Some of the other collection types that are available are as follows:
Looking at the concrete collection, classes do not really tell the whole story though. If you follow the inheritance chain, you will notice that every collection implements an interface called IEnumerable
. This will come to be one of the most important interfaces in the whole language so getting familiar with it early on is important.
IEnumerable
, and the sister class, IEnumerator
, abstract the concept of enumeration over a collection of items. You will always see these interfaces used in tandem, and they are very simple. You can see this as follows:
namespace System.Collections { public interface IEnumerable { IEnumerator GetEnumerator(); } public interface IEnumerator { object Current { get; } bool MoveNext(); void Reset(); } }
At first glance, you may wonder why collections implement IEnumerable
, which has a single method that returns an IEnumerator
, rather than just implementing IEnumerator
directly. The enumerator is responsible for enumerating through a collection. But there is a good reason for this. If the collection itself was the enumerator, then you would not be able to iterate over the same collection concurrently. So each call to GetEnumerator()
will generally return a separate enumerator, though that is by no means a requirement.

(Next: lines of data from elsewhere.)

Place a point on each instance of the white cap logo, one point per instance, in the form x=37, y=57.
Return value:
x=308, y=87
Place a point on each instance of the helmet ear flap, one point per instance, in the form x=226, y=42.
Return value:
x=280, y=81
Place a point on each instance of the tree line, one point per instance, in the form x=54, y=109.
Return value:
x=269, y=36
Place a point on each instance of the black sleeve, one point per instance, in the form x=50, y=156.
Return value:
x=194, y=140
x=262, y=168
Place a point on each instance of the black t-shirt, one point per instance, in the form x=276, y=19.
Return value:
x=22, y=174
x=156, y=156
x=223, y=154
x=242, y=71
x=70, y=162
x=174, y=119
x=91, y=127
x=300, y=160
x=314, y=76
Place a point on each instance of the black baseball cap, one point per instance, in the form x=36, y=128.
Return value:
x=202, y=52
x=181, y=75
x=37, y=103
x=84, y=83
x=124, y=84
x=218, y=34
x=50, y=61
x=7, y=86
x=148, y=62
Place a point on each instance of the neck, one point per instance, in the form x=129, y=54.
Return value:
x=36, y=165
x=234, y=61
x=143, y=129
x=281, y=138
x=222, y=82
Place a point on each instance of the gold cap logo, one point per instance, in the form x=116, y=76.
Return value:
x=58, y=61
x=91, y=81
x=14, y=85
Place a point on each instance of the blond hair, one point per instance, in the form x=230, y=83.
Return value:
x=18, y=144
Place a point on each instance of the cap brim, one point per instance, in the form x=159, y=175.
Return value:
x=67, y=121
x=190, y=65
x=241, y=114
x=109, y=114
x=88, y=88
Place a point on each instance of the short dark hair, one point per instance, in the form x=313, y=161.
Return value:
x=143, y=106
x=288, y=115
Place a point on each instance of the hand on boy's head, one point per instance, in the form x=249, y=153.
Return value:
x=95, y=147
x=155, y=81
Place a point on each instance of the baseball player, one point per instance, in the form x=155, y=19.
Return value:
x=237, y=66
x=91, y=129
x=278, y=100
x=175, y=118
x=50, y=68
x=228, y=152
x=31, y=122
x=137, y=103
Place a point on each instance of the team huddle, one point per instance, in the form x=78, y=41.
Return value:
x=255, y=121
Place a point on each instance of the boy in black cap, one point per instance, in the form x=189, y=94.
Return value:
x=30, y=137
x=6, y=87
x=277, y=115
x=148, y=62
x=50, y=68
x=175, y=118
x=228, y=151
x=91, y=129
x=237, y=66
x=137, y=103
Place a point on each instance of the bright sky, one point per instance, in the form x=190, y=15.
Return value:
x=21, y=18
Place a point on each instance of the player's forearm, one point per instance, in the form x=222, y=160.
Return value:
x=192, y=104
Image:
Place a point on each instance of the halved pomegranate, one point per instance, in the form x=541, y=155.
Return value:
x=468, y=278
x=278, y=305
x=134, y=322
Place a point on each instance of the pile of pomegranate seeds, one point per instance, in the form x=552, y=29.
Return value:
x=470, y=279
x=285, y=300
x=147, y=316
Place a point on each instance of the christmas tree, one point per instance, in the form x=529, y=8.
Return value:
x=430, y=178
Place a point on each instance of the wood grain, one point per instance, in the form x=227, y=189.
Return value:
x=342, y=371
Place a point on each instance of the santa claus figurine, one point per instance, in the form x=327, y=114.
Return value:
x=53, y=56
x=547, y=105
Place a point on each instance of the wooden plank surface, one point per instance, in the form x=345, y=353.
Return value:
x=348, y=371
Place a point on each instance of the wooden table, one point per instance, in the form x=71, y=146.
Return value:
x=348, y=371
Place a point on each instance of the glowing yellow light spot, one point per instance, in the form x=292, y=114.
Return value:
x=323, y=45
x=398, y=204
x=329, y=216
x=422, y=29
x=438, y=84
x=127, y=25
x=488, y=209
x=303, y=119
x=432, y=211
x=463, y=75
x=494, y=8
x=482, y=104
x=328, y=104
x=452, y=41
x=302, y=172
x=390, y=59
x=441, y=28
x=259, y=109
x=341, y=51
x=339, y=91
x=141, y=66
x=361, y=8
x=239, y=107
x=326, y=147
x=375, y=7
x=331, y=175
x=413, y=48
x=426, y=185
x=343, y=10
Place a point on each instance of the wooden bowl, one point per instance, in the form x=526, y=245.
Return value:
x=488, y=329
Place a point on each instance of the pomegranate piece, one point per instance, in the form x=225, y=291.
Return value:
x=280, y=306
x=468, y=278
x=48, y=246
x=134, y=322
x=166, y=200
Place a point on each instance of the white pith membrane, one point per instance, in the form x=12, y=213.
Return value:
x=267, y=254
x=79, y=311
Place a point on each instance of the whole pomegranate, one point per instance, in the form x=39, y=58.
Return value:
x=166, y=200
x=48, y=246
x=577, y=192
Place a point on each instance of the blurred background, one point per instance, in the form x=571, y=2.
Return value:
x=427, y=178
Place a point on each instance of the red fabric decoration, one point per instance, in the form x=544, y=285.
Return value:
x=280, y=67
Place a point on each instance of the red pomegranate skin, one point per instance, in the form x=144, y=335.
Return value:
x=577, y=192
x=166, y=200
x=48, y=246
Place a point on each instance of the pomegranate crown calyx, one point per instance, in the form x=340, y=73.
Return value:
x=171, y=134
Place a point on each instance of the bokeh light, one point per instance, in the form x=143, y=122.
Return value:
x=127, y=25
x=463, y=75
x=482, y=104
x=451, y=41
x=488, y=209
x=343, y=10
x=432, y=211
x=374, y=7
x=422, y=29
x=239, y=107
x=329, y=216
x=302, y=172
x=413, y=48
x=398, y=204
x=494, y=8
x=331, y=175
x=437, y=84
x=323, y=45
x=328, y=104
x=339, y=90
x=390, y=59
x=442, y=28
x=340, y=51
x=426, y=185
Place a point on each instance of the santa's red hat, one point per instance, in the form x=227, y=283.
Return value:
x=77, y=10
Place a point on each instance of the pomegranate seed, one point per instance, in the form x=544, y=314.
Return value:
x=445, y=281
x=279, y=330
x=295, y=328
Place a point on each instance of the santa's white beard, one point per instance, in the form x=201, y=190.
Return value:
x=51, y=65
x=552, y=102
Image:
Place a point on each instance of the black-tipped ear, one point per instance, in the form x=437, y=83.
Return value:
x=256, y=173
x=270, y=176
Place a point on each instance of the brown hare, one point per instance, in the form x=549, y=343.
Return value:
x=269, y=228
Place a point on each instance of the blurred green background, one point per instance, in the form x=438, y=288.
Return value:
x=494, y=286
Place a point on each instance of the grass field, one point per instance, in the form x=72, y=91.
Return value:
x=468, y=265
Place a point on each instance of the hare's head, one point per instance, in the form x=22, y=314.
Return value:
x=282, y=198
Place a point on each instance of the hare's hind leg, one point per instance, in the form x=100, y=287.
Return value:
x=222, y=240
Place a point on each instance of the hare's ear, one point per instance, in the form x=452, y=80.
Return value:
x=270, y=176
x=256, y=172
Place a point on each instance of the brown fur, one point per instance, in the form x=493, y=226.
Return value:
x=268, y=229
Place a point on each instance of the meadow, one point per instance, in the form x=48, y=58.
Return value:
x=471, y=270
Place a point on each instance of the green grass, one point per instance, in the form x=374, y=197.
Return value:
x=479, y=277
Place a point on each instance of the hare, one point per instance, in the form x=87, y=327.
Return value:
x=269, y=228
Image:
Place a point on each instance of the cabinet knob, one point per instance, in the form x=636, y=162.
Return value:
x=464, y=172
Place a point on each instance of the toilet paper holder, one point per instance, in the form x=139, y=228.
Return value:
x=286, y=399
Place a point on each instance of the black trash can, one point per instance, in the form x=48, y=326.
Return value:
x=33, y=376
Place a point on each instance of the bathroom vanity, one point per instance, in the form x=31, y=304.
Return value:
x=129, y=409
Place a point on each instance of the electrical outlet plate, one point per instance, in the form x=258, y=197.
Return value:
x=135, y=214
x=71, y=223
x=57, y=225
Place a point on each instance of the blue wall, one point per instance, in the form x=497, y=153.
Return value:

Although the interface is very simple, it turns out that having this abstraction is very powerful. C# implements a nice shorthand syntax for iterating over a collection without having to do the regular for
loop using an index variable that you have to pass in. This is explained in the following code:
int[] numbers = new int[3]; numbers[0] = 1; numbers[1] = 2; numbers[2] = 3; foreach (int number in numbers) { Console.WriteLine(number); }
The foreach
syntax works because it is shorthand for the code the compiler will actually generate. It will generate code to interact with the enumerable behind the scenes. So the loop in the previous example will look like the compiled MSIL, as follows:
IEnumerator enumerator = numbers.GetEnumerator(); while (enumerator.MoveNext()) { int number = (int)enumerator.Current; Console.WriteLine(number); }
Once again, we have an example of the C# compiler generating code, that is different from what you have actually written. This will be the key in the evolution of C# to make the common patterns of code that you write easier to express, allowing you to be more efficient and productive.
To some developers, C# was a cheap imitation of Java when it first came out. But to developers like me, it was a breath of fresh air, offering performance improvements over interpreted languages such as VBScript, extra safety and simplicity from languages such as C++, and more low level power than languages such as JavaScript.